Les Dobrée : une grande famille protestante nantaise

    En apparence, les Dobrée, richissimes armateurs et négociants du début du XIXe siècle, forment une dynastie fort bien connue des Nantais. Le passage de ces protestants originaires de Guernesey a laissé de multiples traces dans les archives tout comme dans le patrimoine de la ville, depuis les forges de Basse-Indre jusqu’au remarquable musée Dobrée, confié au département et à la cité par l’ultime héritier, Thomas 2 (1910-1895).

    Les archives privées, les portraits, la comptabilité familiale même, tout y est conservé, et il ne semblerait subsister aucun secret les concernant. D’autant que de grands historiens, de Léon Rouzeau à Olivier Pétré-Grenouilleau y ont puisé une grande partie de leur documentation[1].

    Mais il faut croire que de sérieuses zones d’ombre subsistent encore, en particulier sur les engagements spirituels de ces négociants nantais. Les choix éthiques de ces hommes sont en effet fort différents:

 -L’aïeul, Pierre-Frédéric, est un « protestant des Lumières », ce qui lui semble compatible avec la traite négrière.

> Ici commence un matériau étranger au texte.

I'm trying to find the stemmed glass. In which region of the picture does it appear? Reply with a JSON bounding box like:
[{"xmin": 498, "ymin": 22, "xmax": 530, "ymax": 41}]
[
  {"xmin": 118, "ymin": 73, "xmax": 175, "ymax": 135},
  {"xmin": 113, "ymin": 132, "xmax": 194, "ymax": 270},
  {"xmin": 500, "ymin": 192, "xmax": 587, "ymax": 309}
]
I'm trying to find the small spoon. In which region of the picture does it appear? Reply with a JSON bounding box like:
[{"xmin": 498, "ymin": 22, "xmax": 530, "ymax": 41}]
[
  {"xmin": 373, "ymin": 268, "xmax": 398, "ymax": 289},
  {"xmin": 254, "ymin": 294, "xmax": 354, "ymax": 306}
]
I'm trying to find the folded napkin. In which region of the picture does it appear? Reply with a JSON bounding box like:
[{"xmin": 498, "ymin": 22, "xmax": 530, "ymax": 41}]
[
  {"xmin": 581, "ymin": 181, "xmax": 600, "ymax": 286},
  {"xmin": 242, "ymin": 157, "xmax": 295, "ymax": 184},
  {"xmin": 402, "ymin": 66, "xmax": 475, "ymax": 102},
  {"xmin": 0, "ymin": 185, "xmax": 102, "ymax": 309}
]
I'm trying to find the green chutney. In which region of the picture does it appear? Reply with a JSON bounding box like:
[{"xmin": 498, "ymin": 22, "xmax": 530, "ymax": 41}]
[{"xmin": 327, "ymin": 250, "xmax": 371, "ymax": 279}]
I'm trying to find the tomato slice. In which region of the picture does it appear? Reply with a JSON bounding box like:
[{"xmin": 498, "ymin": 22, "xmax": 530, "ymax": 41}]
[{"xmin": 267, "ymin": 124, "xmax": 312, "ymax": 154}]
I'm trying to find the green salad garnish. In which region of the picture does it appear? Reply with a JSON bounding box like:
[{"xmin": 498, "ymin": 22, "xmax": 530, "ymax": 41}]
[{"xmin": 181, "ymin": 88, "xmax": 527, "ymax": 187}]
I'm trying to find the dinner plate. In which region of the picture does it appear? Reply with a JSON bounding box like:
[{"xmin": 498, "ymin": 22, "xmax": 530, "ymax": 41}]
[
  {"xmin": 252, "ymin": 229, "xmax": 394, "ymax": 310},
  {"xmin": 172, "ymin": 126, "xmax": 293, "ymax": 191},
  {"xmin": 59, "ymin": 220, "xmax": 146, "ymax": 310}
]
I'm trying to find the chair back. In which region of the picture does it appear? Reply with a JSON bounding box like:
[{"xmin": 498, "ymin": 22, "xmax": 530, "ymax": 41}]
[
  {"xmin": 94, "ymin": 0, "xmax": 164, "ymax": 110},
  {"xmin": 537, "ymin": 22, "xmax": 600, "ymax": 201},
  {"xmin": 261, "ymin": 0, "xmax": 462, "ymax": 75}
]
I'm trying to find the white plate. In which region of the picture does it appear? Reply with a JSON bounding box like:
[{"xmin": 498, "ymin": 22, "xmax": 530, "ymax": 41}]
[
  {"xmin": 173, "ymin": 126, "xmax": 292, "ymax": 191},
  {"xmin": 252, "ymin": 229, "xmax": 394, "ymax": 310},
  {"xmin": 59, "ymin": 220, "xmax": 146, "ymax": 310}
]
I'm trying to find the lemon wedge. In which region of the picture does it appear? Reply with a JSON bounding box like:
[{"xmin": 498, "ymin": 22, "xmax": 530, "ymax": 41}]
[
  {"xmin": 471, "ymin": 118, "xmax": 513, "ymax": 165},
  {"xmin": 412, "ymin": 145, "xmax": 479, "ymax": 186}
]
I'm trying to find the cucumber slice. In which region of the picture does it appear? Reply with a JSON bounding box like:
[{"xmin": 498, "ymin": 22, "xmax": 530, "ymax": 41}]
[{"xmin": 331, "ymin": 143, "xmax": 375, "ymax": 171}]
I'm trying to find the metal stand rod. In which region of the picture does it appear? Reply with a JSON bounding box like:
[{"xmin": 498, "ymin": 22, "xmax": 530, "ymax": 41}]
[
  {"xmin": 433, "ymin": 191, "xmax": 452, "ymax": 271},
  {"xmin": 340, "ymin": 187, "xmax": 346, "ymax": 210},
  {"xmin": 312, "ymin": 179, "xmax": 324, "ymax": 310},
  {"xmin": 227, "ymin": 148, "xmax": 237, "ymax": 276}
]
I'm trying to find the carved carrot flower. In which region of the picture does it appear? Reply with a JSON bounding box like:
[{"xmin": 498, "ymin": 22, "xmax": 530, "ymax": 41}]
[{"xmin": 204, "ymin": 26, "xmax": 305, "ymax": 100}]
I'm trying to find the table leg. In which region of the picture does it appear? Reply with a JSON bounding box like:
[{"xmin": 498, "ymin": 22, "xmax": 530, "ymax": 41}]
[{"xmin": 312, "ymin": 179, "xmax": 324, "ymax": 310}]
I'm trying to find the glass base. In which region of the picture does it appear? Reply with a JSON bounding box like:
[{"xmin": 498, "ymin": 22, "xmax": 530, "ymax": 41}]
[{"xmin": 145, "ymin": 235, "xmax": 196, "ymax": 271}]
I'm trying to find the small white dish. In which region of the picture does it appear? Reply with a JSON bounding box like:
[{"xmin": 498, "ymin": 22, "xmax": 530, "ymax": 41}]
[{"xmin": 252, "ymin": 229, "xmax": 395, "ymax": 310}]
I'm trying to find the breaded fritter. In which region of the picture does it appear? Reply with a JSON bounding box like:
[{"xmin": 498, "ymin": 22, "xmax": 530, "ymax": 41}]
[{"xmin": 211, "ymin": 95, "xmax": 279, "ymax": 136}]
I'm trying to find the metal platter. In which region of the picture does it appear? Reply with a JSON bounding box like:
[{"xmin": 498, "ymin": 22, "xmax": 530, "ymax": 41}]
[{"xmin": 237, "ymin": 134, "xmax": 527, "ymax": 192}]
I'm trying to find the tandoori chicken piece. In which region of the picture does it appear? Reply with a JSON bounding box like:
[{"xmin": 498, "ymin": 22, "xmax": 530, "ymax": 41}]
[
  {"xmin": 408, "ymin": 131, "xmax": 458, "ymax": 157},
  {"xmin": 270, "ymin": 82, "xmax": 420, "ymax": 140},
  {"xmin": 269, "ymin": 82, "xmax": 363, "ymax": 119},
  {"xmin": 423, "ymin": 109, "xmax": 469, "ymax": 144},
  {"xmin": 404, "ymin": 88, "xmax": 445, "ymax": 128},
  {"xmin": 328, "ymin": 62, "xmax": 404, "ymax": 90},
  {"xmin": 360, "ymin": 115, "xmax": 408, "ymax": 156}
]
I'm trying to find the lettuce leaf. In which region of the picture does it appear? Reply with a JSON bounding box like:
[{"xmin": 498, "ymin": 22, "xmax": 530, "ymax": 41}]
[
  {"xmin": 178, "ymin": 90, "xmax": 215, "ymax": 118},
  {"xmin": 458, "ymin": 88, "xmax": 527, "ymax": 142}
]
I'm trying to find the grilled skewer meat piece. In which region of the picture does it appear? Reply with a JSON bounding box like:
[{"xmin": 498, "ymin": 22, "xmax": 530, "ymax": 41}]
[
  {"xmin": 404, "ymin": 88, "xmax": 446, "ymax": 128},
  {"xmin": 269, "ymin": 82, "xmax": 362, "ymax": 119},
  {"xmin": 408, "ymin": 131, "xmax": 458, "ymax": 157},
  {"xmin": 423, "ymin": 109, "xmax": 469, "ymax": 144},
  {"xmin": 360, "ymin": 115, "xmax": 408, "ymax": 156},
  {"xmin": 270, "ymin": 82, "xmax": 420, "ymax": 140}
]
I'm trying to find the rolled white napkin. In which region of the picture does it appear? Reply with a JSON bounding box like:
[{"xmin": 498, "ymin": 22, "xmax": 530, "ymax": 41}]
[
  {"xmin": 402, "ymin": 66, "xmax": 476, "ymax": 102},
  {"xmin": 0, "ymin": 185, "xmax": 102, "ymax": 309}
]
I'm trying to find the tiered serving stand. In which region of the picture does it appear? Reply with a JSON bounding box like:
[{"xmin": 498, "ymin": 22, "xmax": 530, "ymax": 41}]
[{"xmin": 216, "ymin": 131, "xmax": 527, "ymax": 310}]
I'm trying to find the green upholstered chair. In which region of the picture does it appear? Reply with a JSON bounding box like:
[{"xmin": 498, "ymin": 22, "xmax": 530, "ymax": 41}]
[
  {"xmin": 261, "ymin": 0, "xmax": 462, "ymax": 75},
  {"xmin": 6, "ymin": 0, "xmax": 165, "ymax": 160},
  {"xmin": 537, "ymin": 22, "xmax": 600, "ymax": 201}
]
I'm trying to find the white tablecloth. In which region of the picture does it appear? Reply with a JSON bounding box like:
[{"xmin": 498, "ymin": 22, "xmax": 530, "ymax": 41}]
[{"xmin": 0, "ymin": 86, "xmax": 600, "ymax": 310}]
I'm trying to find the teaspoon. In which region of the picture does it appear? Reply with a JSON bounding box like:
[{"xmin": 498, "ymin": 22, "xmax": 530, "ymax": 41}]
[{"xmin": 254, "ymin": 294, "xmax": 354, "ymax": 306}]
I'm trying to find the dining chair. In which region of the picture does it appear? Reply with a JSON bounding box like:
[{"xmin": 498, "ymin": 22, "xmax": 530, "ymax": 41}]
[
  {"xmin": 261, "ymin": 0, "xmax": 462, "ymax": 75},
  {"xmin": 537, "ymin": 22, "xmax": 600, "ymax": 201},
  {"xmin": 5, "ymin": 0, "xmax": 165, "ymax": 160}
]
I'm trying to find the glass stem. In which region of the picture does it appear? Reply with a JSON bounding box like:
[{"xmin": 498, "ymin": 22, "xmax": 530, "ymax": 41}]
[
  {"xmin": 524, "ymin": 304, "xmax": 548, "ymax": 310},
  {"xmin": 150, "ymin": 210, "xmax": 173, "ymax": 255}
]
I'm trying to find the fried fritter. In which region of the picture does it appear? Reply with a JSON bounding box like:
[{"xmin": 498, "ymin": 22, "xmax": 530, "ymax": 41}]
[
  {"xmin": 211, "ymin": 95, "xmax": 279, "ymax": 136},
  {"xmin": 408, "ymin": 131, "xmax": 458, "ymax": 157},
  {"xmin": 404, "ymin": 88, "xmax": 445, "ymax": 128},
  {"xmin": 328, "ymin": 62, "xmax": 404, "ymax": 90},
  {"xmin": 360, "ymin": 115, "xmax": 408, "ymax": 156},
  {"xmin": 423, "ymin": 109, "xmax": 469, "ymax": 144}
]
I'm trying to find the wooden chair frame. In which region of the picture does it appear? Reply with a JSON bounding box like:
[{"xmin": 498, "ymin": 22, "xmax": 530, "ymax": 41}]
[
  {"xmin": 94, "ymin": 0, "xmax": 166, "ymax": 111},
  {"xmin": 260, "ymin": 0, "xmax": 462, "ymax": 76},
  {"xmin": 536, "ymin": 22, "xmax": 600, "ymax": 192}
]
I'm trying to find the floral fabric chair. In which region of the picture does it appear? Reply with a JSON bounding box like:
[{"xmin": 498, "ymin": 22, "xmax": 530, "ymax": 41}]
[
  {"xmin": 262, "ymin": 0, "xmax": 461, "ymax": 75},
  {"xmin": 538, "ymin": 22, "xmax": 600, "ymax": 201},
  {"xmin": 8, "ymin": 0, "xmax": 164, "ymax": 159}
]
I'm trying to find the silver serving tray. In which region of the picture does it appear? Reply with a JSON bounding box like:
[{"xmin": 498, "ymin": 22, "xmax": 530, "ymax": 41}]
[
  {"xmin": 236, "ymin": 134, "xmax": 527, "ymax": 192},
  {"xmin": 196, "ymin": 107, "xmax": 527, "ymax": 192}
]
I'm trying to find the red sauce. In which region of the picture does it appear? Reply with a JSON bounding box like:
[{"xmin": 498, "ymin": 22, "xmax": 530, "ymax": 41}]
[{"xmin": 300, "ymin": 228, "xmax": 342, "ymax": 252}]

– Le fils, Thomas 1, est un abolitionniste et un grand philanthrope

– Le petit-fils, Thomas 2, calviniste « orthodoxe », est le collectionneur d’oeuvres d’art bien connu.

– Le neveu et gendre, Thomas-Godfrey, évangélique fervent, est devenu la cheville ouvrière de diverses sociétés évangéliques.

Marie Rose Dobrée

Marie Rose Dobrée, épouse de Thomas Godfrey Dobrée (Musée Dobrée, Nantes)

   Je me suis aperçu que beaucoup d’études biographiques consacrées à ces hommes pourtant célèbres se révèlent erronées dès qu’elles abordent le domaine de la vie privée. Un exemple parmi d’autres : la  notice rédigée par le musée du Louvre pour le portrait de Marie Rose Dobrée (1778-1840) la présente comme mariée à Thomas 2 (1810-1895), son neveu, ce dernier doté des dates chronologiques (1781-1828) de son père[2] ! Il est vrai que la forte endogamie, alors caractéristique des lignages du grand négoce calviniste, ne facilite pas les choses, pas plus que la reprise des mêmes prénoms d’une génération à l’autre.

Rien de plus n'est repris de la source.